What do you call this line (-), this line (–), and this line (—), and how do you use them?
Don’t know? Me neither!
I LOVE sentences. I love reading amazing sentences for the poetry and rhythm and knock out punch they can pack. I love writing sentences and the feeling of finally getting it to say exactly what I want to say and how I want to say it.
To do this, punctuation is key. I think I’ve always thought of punctuation as mere mechanics though—the rules between the words. I’ve thought of them as far inferior to the words themselves. Maybe they are. But they can help those words more than I realized.
Punctuation is essential for conveying nuances of dialogue and conversation, for creating emotional impact, suspense, tone, setting, etc., and for crafting a knock-out sentence.

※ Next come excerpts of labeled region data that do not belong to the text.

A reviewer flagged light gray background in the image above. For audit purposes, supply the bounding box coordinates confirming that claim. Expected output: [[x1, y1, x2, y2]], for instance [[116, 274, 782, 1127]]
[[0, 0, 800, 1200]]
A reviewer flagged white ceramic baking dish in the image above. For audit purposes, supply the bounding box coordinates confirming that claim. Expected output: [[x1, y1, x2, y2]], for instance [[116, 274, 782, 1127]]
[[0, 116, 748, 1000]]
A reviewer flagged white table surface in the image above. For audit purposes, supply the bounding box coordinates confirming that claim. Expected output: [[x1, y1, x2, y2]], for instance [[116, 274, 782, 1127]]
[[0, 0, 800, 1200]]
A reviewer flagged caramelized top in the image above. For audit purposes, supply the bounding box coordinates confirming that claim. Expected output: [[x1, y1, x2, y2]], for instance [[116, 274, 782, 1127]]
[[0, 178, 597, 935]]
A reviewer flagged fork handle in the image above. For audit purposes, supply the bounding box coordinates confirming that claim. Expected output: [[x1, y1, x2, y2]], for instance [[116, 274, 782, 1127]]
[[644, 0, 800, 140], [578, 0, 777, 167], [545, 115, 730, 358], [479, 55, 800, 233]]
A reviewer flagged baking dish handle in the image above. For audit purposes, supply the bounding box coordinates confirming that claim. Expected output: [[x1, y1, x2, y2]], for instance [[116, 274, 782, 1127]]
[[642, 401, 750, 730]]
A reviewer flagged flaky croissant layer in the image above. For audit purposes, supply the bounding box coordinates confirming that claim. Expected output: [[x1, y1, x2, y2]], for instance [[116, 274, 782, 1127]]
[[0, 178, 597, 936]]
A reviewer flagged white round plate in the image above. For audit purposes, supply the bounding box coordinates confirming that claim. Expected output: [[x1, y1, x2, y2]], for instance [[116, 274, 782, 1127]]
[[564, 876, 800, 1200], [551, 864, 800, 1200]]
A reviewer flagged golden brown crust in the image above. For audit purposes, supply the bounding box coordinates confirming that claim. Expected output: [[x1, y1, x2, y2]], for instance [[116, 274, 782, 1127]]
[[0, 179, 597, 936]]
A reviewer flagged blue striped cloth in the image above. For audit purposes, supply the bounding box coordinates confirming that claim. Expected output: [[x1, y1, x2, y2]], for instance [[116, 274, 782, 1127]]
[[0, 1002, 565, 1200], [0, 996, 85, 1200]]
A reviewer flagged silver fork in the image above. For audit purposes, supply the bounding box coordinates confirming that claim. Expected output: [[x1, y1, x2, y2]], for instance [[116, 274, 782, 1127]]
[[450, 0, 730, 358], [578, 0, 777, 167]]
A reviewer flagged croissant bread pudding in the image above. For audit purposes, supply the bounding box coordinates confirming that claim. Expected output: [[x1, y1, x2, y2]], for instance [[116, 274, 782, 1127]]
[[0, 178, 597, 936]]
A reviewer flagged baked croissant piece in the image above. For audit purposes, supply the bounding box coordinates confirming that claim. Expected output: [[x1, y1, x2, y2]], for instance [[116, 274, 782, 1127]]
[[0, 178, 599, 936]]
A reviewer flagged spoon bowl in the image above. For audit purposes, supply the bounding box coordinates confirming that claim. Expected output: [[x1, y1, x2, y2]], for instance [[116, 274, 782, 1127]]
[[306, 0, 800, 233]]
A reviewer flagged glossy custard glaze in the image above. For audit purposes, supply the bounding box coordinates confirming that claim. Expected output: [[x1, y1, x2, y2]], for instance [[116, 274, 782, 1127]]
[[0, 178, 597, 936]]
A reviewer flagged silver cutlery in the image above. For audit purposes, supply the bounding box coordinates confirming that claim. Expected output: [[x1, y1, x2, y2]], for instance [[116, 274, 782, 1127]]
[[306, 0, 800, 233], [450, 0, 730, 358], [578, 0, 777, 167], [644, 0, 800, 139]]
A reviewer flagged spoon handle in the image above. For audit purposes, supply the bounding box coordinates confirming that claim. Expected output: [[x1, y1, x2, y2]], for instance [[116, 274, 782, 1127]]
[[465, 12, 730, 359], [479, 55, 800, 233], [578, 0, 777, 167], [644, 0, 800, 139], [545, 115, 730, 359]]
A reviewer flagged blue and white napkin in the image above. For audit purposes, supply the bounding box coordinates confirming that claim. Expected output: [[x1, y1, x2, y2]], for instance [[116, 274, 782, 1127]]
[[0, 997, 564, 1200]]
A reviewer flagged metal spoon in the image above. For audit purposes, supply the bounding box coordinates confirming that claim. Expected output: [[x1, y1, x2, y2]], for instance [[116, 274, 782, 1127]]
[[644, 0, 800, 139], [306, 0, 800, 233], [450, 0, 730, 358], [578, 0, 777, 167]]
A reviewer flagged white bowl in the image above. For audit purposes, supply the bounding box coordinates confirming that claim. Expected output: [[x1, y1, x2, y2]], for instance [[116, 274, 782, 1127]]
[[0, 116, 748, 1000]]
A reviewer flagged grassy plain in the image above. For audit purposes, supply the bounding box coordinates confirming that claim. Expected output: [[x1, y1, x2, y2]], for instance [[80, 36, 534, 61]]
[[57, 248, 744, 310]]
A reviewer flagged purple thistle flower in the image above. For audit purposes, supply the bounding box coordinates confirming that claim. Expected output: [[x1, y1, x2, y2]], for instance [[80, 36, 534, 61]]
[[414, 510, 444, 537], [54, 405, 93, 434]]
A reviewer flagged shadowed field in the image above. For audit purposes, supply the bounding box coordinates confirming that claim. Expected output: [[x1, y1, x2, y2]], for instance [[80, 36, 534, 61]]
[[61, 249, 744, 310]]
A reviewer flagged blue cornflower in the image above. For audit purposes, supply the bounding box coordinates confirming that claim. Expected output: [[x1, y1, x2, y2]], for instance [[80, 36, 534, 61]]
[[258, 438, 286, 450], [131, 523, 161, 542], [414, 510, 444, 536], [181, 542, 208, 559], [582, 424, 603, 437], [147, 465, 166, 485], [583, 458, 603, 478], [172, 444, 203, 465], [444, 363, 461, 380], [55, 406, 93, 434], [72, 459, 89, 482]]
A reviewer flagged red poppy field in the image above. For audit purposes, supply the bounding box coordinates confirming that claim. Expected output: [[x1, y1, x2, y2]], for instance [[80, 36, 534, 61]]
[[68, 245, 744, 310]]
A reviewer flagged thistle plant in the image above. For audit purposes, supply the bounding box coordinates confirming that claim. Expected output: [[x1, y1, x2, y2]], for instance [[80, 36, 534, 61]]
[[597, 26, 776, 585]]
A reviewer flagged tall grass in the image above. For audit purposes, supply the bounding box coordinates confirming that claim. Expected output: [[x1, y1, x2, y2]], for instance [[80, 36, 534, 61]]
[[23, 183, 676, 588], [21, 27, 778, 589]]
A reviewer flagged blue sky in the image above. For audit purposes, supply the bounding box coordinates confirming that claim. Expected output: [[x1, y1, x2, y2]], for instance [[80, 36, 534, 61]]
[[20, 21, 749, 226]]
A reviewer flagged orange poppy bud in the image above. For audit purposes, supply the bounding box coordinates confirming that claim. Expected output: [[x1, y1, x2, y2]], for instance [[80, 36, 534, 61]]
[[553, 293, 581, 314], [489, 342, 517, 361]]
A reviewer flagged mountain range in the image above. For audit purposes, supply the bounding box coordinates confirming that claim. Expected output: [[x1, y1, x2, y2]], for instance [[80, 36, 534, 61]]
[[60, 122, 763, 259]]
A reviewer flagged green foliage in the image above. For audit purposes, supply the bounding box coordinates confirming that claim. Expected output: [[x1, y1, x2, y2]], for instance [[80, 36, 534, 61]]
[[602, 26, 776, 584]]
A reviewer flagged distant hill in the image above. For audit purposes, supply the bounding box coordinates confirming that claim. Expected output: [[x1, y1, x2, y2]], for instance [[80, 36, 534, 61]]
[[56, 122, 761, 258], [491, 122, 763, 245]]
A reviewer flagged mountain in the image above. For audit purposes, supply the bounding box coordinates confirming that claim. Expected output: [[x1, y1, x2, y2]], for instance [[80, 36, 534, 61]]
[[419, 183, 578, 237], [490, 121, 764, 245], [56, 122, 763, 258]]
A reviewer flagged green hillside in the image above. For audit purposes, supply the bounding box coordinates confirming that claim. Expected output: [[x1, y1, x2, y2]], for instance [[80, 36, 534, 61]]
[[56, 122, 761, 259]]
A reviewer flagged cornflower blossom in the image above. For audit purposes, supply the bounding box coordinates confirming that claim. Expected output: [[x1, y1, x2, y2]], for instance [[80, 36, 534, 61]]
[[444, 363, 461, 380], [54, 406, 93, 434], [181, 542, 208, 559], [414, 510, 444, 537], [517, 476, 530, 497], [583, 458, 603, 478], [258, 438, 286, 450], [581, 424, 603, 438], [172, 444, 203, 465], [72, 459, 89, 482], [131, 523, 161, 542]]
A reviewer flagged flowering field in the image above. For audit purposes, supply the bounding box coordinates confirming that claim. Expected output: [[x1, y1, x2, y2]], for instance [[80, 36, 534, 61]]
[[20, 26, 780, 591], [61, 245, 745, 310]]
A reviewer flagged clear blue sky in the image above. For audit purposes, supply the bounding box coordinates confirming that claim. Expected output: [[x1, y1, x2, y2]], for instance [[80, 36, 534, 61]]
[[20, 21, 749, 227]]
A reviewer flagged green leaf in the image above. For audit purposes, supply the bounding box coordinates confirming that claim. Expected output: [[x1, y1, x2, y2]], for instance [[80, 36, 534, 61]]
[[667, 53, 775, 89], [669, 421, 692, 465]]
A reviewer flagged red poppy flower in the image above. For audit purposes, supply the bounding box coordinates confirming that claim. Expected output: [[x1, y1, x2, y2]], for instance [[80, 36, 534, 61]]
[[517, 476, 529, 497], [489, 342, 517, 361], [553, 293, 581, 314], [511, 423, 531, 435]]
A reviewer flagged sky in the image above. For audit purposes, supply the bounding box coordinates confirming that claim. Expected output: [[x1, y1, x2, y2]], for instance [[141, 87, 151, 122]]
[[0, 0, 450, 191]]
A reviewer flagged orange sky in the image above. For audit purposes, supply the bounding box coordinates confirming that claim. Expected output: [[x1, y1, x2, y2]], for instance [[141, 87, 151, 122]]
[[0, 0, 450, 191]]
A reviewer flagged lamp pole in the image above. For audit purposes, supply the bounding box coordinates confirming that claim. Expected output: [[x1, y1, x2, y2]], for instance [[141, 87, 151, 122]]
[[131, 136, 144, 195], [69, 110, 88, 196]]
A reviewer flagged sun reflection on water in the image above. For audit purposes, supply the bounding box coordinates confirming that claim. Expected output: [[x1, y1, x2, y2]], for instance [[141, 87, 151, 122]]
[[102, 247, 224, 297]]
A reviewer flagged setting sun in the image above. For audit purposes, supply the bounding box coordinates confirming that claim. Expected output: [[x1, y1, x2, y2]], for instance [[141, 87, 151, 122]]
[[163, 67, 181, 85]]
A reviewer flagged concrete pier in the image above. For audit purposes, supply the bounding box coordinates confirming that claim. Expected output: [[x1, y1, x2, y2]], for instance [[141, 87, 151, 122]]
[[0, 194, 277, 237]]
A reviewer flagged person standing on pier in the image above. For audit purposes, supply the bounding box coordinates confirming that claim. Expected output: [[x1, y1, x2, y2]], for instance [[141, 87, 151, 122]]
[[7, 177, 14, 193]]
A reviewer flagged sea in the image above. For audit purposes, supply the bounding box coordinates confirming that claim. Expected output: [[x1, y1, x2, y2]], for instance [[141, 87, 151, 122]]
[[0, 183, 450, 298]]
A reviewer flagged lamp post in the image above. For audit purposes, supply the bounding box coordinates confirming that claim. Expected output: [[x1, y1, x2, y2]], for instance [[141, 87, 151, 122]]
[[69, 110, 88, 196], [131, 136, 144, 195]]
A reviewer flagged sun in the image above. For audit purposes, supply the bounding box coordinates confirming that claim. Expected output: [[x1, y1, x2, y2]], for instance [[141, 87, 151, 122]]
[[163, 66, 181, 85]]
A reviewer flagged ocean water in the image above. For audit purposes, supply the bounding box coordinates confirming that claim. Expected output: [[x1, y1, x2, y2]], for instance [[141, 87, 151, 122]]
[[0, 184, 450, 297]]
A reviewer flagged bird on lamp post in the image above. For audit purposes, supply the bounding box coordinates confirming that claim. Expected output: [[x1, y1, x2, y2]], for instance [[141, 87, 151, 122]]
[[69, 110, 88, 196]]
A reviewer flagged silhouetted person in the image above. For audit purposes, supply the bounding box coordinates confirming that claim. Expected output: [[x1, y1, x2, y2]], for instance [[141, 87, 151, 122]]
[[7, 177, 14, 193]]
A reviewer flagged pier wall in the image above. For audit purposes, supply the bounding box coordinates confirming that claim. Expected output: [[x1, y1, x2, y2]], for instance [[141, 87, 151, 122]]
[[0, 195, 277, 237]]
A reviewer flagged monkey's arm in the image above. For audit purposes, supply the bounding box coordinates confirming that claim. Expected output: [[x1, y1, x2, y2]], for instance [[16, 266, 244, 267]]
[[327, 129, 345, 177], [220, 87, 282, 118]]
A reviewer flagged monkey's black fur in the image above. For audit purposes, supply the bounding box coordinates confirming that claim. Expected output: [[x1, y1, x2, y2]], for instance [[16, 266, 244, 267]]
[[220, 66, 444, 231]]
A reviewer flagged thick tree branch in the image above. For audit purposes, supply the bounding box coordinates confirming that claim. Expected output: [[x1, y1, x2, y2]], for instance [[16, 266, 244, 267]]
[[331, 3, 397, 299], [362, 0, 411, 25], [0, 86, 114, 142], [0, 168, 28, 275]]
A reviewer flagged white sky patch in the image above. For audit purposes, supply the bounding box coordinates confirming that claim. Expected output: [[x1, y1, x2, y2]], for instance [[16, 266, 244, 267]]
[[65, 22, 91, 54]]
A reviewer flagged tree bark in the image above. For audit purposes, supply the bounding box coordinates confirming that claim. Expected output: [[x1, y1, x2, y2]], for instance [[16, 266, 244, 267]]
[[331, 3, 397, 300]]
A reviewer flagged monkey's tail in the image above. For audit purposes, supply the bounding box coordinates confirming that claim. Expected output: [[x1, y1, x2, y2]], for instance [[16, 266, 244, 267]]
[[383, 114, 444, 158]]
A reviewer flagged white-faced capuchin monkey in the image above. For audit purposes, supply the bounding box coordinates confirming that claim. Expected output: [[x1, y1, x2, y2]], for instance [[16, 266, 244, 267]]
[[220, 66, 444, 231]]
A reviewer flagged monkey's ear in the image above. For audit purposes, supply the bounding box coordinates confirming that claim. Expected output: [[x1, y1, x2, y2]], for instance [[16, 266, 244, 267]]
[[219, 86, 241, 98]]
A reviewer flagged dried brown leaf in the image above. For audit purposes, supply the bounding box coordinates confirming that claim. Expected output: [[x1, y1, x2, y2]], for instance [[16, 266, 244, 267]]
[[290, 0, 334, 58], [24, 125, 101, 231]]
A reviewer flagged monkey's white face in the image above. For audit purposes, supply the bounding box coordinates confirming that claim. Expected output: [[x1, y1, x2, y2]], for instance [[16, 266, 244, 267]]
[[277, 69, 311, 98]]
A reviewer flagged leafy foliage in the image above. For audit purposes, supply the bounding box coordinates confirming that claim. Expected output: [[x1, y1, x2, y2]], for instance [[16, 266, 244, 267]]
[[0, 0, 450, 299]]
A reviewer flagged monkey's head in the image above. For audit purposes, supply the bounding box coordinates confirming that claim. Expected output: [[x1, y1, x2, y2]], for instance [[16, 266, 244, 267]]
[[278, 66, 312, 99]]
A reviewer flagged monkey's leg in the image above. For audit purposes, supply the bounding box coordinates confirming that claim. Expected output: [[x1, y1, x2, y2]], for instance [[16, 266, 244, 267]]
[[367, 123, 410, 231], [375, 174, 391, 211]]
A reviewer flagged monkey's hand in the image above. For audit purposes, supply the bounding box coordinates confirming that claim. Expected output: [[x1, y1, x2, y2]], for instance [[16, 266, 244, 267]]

So I ask myself: HOW CAN I NOT KNOW ALL THE WAYS TO USE AN EM-DASH?!
Before I answer that question, I will give you a partial answer to the quiz above. The baby one is a hyphen, the middle one is an en-dash, and the big long one is the em-dash. Don’t ask me what the first two do. One blog a time.
True or False:
The em dash is considered the most versatile of all the punctuation marks? TRUE!
The em dash can replace what other type of punctuation in a sentence:
d) all of the above. (Hint: it’s this one!!!!!!)
Em dashes are like the “O” blood type of the punctuation world. They are not interchangeable with these other punctuation marks however, so learning when and how to use them properly is key.
So, now that you’re sold on this marvel of modern usage, let’s see how to do it.
1) The em dash to set of a series is the most common usage, and the one that needs the least explanation.
EX: Of all the food she packed for lunch—fruit, cheese, salad, bread—she ate the
cheese the fastest.
2) The em dash in place of COMMAS can make a clunky and cluttered sentence more readable. Em dashes will also place more emphasis on the sequestered words or phrase.
EX: And yet, when she thought about what the cheese cost—nearly two dollars an
ounce—she decided she should have savored it more, leaving her regretting the
3) The em dash in place of PARENTHESES should be used when there are multiple commas inside the parenthetical. Again, em dashes will draw more attention to the content of what’s between them so if you want the addition to be subtle, keep the parentheses. Despite them being more emphatic, em dashes are less dramatic of a break in the sentence so they will maintain flow better. (If replacing a parenthetical at the end of a sentence, just use one em dash.)
EX: The next day for lunch—although she had even less time to eat, since there
was a meeting at 12:30—she took tiny bites, closed her eyes, and chewed slowly.
She decided the extravagance was worth it.
4) The em dash in place of a SEMI-COLON, COLON, or PERIOD functions more like a hard comma. Again, it’s less formal than a colon but draws more attention. Use it to generate strong emotion.
EX: She has, however, had to adjust her grocery list to meet her budget. But she doesn't really need toilet paper—she needs cheese.
Three other uses are more mechanics-y to me, so I’ll just note that em dash(es) can also be used 1) to indicate interruption of a speaker or disjointedness in speech; or 2) to replace unknown or censored letters or words.
I read recently that agents and editors are impressed with highly competent sentence structure and correct use of uncommon punctuation. I think knowing how to use em dashes will help make those pesky query letters and synopses easier to write since you’ll have more tricks at your disposal to craft the perfect sentence or three. Also, if you can demonstrate a mature use of punctuation in the query letter, that might make an agent/editor sit up and take notice and more likely to move onto the actual manuscript submission. Which of course will also have a sweet em dash or two.
But who cares about what agents and editors want? (Well, okay—me.) But despite that, think about what you want? Do you want to write killer sentences? I do! And the em-dash is how I’m going to do it!
Wait, let’s just calm down. Chocolate is great—in moderation. A well placed swear word—in adult conversation—can be incredibly effective for comedy or to express anger. But when you’re eating a diet of only chocolate and cursing every other word, neither are going to be appreciated much by you or anyone else. Some writers argue modern writing has gotten em dash crazy. These critics think the em dash should be used only when more common punctuation fails. I guess that makes sense. You don’t just go get someone else’s blood unless you really need it.
Warning headed. But I like sentence variety, exactness, and getting as much substance out of my structure as I can. I think it can only help writers to learn and master all types of punctuation marks, just in case we need or want to use them. To me, it feels like a brand new tool in my writer’s toolbox—and I can’t wait to use it.
How do you actually make one in a computer document?
Hit the “hyphen” twice and the next time you hit the space bar or return key, it will
morph into an em dash. (At least, that’s how to do it on mine!) Good luck!